One of the things that's had me frustrated (for lack of a better word) is this feeling that I'm not as well-known/respected in the comic book community as I'd ideally like. And when I started thinking about how much cultural capital I have -- relatively speaking -- it occurred to me that there's another parallel here with "traditional" capitalism. Namely, that I'm trying to compare my fan-based capital with professional capital. I developed, I'm on the Board of Directors for The Marvel Chronology Project, I've had letters printed in at least a couple dozen comics, I was named "Comics #1 Fan" by Diamond back in 2002, I've got a regular column in The Jack Kirby Collector... but all of that is trumped by being a professional in the industry. Matt Brady (to pull out an easy example) makes a living writing about comic news. He's in the industry. Peter Sanderson and Will Murray are effectively back to being fans, but they both were in the industry for several years, still trumping me.

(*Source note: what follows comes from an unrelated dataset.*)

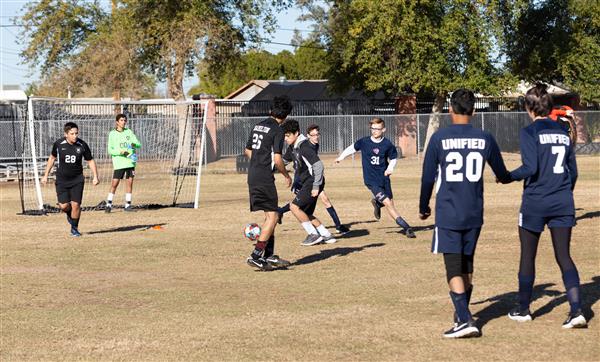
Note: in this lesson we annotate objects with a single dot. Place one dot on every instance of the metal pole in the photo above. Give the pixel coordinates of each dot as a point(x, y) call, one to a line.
point(36, 175)
point(202, 148)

So can I really increase my cultural capital without going pro? Well, sure. And I think I'm already doing that by reading as much as I can realistically get my hands on. And I throw out the odd proposal here and there to try get a few things published. But I don't know that I can reasonably weigh my knowledge of comics against those who are in the field. It's not a fair comparison, not unlike a college dropout trying to compare his/her salary to Bill Gates'. It's an apples and oranges situation.

And, yes, I fully recognize that this entirely my ego talking here. How well-known I am to the comic book community, ultimately, is a means to feed my sense of self-worth, which I'm obviously not really getting from other venues. But it's still an interesting aspect of my place in the overall comic community, and I think it's worth examining.